We essentially stumbled into where we are today. During that phase of contracting out our time, Casey and I decided that our sweet spot was helping people get their ideas off the ground.
We had developed an approach or a method by which we could strategically build an MVP (minimal viable product). That’s where Maki Fund started.
Maki Fund is the vehicle that allows us to exercise that approach. Anyone can come to us with an idea and we’ll help them flush it out, determine what the MVP is and then provide development and engineering strategy & implementation.
We like to view ourselves as co-founders with our clients – they often hear us say “this shouldn’t take as long as you thought and you should pay us less.”
That’s fantastic. So is Maki Fund your main focus today?
Not exactly. One of the businesses that was born out of Maki Fund is Riley & Grey. As our friends were getting married off, we started noticing that a lot of the then available wedding website sites were outdated, all feminine and flowery. The modern couple is edgier. So in the true Maki Fund spirit we worked nights and weekends in order to incubate our own idea. That was August of 2013 and now, Riley & Grey continues to grow as the premiere destination for modern wedding websites.
As growth hackers ourselves, we’re always so curious as to what tools other entrepreneurs are using to stay efficient. What do you have in your bag?
Lately we use a lot of slack – even when we are in the same office. We aren’t always there so slack is the glue that holds us together with a lot of our projects.
To be honest, I don’t have a lot of tricks up my sleeves in this way but I will say that we definitely consider Acuity one of our “can’t live without it” tools.

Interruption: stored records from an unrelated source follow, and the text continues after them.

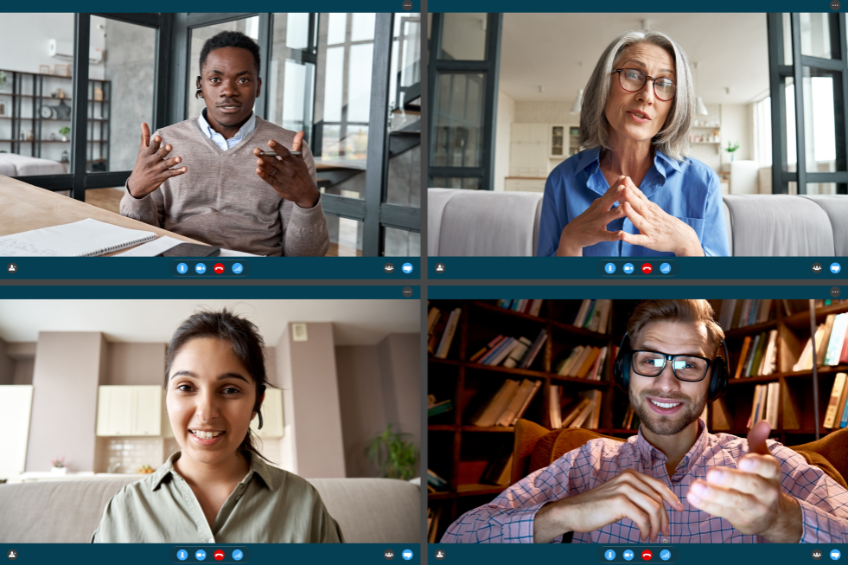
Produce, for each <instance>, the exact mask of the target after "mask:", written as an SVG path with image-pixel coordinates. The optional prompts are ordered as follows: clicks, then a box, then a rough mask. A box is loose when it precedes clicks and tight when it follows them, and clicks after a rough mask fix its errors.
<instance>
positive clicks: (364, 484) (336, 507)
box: [0, 478, 421, 544]
mask: <svg viewBox="0 0 848 565" xmlns="http://www.w3.org/2000/svg"><path fill="white" fill-rule="evenodd" d="M134 480H135V478H131V479H118V480H111V479H97V480H84V481H56V482H32V483H15V484H7V485H0V543H11V542H14V543H87V542H89V541H90V540H91V534H92V533H93V532H94V530H95V529H97V525H98V524H99V523H100V518H101V517H102V516H103V509H104V508H105V507H106V503H107V502H109V499H110V498H112V496H113V495H114V494H115V493H116V492H118V491H119V490H121V489H122V488H123V487H124V485H127V484H129V483H131V482H133V481H134ZM309 482H310V483H312V484H313V485H314V486H315V488H316V489H317V490H318V492H319V493H320V494H321V498H322V499H323V501H324V504H325V505H326V506H327V510H329V512H330V515H331V516H333V518H335V520H336V521H337V522H338V523H339V526H341V529H342V533H343V534H344V536H345V541H346V542H349V543H410V544H412V543H419V539H420V537H421V531H420V525H421V491H420V490H419V488H420V487H418V486H416V485H413V484H411V483H408V482H406V481H398V480H392V479H311V480H310V481H309Z"/></svg>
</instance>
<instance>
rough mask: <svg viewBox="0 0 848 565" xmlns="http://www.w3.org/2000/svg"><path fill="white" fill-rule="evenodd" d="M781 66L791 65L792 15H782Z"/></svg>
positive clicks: (791, 57)
mask: <svg viewBox="0 0 848 565" xmlns="http://www.w3.org/2000/svg"><path fill="white" fill-rule="evenodd" d="M783 64H784V65H791V64H792V14H783Z"/></svg>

In the early days of Maki Fund, we were literally doing everything. I was the bookkeeper – operating Quickbooks for Mac, balancing statements and trying to reconcile our billing without any experience or know-how. Eventually we reached a point where time was limited and we needed to focus on our core business. We searched around and eventually landed on Acuity because they really got our business.
They’ve been nothing integral in scaling both Maki Fund and Riley & Grey. They really are more than just bookkeeping to us, helping with all of our projects, strategy and trend forecasting. We also try to automate as much as we can and they’ve made that process very easy.

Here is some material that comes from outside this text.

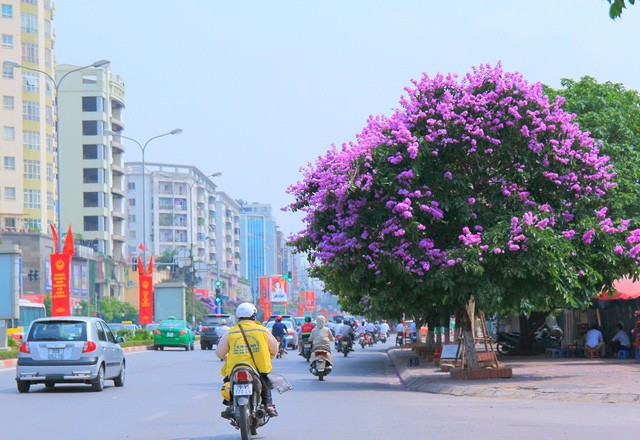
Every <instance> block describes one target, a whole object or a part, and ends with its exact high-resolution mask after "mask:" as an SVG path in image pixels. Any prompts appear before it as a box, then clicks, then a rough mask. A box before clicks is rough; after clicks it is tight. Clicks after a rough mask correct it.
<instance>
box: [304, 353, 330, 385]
mask: <svg viewBox="0 0 640 440" xmlns="http://www.w3.org/2000/svg"><path fill="white" fill-rule="evenodd" d="M330 350H331V349H330V348H329V346H318V347H314V348H313V355H312V356H311V364H310V365H309V371H310V372H311V374H313V375H314V376H317V377H318V380H324V377H325V376H327V375H328V374H329V373H331V370H332V369H333V365H332V364H331V351H330Z"/></svg>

Do you have any wise advice on how to keep a healthy work/life balance?
Ha – if you ask my business partners, I am probably the worst at this. My first piece of advice would be “everything is about the team.” Even if you have the best idea in the world, finding the right team makes all the difference. I truly believe we have the best balance of different perspectives, approaches to our personal lives and even to business. This is essential to a healthy work and life balance.
Other than that… We are pretty laid back with our schedules and try to incorporate relaxation into our working hours. Every other Wednesday we do massages in house and we are starting to implement once a month meditation classes.

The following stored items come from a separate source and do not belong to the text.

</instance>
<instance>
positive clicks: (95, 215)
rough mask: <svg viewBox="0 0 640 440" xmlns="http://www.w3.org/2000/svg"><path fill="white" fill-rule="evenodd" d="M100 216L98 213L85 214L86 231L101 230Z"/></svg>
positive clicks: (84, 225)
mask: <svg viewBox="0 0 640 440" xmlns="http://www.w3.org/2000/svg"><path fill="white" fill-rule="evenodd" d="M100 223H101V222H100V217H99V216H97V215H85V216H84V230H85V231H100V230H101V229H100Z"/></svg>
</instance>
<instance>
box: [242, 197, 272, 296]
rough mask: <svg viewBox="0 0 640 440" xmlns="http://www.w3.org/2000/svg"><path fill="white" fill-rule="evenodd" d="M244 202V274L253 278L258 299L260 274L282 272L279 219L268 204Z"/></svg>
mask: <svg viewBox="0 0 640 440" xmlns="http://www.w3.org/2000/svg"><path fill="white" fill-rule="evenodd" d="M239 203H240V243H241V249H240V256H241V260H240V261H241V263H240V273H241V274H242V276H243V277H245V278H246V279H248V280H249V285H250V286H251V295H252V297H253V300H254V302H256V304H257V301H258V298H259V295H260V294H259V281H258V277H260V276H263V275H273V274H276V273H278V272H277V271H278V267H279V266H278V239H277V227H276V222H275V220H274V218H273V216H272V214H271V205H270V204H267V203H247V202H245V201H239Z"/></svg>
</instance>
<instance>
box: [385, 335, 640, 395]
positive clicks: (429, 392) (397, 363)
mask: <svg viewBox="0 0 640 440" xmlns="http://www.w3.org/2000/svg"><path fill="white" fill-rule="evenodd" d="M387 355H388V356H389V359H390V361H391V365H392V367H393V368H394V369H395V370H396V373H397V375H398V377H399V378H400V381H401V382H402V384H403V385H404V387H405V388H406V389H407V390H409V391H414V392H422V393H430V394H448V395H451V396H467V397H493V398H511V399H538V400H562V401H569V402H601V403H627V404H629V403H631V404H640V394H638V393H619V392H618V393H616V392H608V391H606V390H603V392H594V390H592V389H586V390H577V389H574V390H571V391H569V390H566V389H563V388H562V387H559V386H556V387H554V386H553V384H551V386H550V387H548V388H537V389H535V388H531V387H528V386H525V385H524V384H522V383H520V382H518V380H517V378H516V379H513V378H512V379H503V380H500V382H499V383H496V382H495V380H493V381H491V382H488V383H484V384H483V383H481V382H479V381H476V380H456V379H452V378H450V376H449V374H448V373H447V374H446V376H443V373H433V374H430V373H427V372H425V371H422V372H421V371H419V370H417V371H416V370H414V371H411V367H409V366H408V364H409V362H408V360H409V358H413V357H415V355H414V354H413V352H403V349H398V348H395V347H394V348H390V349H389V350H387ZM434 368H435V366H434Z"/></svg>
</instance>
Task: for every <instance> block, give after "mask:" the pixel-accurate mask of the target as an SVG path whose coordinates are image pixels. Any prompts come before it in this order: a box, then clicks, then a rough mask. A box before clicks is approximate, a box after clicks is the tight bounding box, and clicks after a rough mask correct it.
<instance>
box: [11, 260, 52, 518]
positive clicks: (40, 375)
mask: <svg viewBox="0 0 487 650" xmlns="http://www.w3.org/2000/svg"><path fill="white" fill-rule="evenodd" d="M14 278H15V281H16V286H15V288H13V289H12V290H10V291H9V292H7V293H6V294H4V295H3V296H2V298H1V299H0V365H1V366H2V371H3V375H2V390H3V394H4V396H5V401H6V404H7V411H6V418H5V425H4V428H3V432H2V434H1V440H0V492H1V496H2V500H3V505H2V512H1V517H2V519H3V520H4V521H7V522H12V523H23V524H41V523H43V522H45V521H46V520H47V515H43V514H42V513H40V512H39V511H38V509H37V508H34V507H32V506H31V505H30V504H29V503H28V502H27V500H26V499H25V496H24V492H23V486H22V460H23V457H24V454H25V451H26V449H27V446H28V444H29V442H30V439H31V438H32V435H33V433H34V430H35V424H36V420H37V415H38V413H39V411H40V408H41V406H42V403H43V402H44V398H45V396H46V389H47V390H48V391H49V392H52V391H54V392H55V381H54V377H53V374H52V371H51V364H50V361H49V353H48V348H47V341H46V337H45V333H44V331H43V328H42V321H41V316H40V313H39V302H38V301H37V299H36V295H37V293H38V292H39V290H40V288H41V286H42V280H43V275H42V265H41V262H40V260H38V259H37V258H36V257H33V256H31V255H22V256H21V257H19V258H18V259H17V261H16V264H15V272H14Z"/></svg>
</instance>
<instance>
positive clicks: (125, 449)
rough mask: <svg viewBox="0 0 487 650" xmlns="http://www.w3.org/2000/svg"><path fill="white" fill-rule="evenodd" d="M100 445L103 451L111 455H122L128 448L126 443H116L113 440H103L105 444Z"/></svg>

At the end of the day to tomorrow, there will always be more work to do so you have to accept that some things just won’t get done. I am preaching to the choir right now though…
Alright – last one. What is the biggest risk you have taken in your life or career?
I feel like my life is pretty much one big string of mini risks all day, every day. Momentous risks were definitely meeting up with Casey and deciding to dive into startup world. Raising money from investors was a huge risk. Going all in and moving to NYC – that might be the biggest risk I’ve taken and although it didn’t work out, I think that in the end I’m better off because of it and I’ve learned a lot from that process.
Success doesn’t happen overnight. We have to fail to move forward. If you don’t give up then I truly believe one day you will have success… though that’s easy to say now, because I know it all works out.